$47,630 (Union), $146,179 (total); National Endowment for the Humanities – Scholarly Editions and Scholarly Translations
Passion Plays of Eighteenth-Century Mexico: Nahuatl and Spanish Festival Performances Under the Eye of the Inquisition
Co-Project Director: Daniel Mosquera, professor of Spanish, Hispanic, and Latin American and Caribbean studies and current chair of the Department of Modern Languages and Literatures
Since the XVI Century, both Indigenous and Spanish-speaking residents of colonial Mexico put on performances of the Passion of Christ, creating locally embodied enactments of this core Christian narrative. Always embroiled in disputes over religious authority and orthodoxy, these staged spectacles fell under stricter censure in the mid-eighteenth century, as church authorities added an Enlightenment-inspired disdain for emotive display to their distrust of popular — especially Indigenous — religion. This collaborative digital publication project illuminates this facet of Mexican religious history by providing open, multilingual access to four confiscated Spanish plays and related reports from an Inquisition investigation (1768–70), and to six Nahuatl-language plays from the same era. English translations and paleographic and standardized transcriptions will be hosted, as well as ethnographic videos filmed in the same region and interviews with contemporary participants who continue this Passion play tradition until today. Essays on each play and themes that crosscut the corpus will orient users with respect to inter-connections and context and suggest further possibilities for research and student projects.
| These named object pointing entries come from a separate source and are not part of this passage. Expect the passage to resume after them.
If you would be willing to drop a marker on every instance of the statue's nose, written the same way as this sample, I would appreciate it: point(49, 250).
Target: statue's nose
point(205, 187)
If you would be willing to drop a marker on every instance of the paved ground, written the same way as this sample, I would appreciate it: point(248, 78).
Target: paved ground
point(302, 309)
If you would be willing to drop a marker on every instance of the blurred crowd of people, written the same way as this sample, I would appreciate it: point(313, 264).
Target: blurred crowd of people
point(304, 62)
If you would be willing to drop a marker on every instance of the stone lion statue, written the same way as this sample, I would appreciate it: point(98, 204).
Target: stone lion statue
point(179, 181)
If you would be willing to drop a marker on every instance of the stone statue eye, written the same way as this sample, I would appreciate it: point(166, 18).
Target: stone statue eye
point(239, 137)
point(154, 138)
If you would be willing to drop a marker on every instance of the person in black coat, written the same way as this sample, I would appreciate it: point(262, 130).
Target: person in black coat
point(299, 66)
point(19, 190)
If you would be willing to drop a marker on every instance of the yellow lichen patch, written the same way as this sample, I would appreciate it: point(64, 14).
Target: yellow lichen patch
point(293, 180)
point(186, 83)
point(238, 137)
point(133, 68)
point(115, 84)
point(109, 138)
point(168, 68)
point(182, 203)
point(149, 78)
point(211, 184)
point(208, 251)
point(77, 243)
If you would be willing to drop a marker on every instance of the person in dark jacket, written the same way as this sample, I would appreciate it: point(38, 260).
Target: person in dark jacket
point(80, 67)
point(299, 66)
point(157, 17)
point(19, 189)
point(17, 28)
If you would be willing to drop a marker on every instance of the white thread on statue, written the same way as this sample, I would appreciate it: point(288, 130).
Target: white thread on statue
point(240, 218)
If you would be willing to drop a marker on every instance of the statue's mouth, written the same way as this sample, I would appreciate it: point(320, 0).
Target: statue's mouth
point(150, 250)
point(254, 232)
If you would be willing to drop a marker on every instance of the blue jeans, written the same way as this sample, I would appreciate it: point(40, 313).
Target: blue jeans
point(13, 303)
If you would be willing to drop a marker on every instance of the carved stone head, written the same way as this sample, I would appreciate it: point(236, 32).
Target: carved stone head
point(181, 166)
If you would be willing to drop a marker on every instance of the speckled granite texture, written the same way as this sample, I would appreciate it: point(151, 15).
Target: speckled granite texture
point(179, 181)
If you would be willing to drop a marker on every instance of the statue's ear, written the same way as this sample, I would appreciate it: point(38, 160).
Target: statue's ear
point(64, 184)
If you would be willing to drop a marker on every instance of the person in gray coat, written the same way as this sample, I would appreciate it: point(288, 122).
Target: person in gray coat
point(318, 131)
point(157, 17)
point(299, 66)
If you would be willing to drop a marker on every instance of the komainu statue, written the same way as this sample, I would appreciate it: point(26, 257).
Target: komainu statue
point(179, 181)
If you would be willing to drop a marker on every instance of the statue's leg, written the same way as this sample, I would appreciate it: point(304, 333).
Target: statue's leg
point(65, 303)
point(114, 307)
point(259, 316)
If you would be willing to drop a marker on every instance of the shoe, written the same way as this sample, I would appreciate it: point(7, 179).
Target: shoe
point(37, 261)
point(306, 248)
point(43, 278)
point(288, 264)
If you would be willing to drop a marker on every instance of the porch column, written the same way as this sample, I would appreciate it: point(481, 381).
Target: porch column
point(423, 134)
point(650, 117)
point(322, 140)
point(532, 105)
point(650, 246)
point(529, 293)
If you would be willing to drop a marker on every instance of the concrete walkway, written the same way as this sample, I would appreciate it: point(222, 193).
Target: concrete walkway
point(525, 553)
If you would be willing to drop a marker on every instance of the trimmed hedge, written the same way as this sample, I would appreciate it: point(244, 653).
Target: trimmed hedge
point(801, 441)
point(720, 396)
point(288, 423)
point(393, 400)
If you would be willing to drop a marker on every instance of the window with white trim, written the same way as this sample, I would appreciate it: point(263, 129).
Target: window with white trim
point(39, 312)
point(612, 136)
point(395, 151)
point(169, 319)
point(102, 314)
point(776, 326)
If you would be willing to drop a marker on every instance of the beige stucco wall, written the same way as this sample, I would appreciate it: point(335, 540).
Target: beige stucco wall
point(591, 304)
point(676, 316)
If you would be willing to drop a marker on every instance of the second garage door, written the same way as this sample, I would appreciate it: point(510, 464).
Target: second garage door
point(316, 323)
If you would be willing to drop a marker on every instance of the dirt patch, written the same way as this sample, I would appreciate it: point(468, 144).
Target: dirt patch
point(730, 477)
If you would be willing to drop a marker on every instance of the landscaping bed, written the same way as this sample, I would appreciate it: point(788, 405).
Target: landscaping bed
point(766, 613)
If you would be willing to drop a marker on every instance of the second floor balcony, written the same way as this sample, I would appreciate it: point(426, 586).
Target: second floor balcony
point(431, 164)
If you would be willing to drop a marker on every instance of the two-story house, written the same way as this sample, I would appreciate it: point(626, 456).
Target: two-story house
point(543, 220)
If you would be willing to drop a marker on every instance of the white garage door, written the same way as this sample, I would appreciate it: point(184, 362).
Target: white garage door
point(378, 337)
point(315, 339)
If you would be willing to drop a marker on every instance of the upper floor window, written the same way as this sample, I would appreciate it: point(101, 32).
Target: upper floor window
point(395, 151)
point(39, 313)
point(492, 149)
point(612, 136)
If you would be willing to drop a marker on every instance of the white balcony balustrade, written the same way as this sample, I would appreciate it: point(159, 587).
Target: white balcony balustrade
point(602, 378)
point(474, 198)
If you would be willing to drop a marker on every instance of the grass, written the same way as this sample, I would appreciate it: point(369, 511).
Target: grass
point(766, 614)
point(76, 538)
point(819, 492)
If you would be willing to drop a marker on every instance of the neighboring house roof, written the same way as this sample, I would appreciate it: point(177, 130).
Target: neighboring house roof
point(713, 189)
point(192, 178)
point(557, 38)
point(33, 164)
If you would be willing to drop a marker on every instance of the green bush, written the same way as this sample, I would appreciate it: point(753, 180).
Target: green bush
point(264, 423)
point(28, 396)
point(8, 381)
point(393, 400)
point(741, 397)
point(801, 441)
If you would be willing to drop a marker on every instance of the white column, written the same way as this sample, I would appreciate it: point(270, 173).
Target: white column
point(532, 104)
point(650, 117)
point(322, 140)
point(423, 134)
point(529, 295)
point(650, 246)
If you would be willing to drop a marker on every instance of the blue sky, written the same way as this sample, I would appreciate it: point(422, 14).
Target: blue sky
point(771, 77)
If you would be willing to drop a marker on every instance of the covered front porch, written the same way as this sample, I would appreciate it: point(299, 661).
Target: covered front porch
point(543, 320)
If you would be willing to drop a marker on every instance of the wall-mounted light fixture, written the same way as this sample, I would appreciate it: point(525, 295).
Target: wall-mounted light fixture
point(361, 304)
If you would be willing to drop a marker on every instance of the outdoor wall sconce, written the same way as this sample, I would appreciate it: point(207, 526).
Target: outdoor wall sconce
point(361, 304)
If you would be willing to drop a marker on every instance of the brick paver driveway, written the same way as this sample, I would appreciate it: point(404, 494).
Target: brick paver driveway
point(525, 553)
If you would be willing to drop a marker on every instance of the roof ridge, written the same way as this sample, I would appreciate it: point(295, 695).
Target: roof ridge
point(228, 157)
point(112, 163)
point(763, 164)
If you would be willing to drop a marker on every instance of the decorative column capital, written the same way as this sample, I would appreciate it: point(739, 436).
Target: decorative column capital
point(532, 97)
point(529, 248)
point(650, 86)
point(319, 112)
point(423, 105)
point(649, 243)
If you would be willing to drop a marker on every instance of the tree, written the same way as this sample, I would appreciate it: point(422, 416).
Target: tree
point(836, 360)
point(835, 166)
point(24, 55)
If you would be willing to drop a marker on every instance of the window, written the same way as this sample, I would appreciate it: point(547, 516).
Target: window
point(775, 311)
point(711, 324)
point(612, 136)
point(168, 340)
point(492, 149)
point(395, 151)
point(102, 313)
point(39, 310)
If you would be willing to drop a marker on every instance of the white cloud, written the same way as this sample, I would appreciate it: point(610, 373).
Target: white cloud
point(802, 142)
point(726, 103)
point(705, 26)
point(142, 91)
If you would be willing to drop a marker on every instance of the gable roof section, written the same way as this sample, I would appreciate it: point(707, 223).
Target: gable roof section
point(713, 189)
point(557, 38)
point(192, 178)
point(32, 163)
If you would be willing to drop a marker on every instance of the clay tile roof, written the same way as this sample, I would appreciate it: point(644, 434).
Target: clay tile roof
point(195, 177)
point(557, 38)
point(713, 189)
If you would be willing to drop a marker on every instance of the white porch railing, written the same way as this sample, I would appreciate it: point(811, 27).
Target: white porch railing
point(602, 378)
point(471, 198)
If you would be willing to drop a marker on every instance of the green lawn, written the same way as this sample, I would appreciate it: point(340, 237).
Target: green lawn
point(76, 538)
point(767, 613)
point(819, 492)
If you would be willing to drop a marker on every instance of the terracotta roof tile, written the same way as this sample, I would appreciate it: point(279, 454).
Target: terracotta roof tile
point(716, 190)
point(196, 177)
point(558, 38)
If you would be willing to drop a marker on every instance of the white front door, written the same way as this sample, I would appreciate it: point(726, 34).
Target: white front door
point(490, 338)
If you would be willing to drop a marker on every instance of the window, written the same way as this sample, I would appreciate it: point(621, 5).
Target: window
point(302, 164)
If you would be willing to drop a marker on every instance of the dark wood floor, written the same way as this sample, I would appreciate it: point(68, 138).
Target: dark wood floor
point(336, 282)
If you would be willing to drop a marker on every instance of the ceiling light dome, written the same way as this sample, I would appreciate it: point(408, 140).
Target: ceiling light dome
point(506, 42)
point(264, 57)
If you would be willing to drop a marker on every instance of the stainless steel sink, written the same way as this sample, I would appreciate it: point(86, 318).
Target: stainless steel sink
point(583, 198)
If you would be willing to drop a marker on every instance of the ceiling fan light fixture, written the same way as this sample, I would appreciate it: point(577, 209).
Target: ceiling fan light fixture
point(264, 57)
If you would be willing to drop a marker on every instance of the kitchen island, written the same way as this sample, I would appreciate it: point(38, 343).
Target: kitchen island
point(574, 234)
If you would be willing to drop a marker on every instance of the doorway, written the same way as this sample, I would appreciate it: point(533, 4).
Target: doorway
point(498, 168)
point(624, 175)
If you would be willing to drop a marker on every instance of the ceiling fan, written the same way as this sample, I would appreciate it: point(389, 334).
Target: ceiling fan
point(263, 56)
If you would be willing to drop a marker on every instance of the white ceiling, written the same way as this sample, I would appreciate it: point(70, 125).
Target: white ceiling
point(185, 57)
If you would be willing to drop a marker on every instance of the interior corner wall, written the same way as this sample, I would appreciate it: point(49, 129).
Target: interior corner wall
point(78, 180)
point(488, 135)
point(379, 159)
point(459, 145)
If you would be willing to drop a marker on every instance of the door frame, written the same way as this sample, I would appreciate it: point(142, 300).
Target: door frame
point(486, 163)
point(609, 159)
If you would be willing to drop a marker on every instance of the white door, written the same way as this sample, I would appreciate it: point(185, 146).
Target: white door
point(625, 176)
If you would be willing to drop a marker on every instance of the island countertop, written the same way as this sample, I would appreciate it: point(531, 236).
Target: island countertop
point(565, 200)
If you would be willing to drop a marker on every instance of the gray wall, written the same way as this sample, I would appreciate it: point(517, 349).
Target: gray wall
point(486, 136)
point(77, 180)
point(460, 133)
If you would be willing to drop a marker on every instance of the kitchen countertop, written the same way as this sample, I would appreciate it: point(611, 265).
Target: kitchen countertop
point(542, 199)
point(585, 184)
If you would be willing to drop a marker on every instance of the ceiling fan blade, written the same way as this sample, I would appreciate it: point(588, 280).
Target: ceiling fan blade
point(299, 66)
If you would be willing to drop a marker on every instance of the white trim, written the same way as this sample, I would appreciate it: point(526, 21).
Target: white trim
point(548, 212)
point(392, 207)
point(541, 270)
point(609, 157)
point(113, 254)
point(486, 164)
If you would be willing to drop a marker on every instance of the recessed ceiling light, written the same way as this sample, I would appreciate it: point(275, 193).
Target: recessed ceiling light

In addition to Co-Project Director Mosquera, the Passion Plays of Eighteenth-Century Mexico collaborative project team includes: Project Director Louise M. Burkhart, professor and former chair of the Department of Anthropology and former director of the Institute for Mesoamerican Studies at the University at Albany; Abelardo de la Cruz de la Cruz, Nahuatl native speaker and doctoral student in the Department of Anthropology at the University at Albany; Rebecca Dufendach, PhD, research specialist and digital design expert, Getty Research Institute; and Nadia Marin-Guadarrama, PhD, associate researcher in the Department of Anthropology at the University at Albany.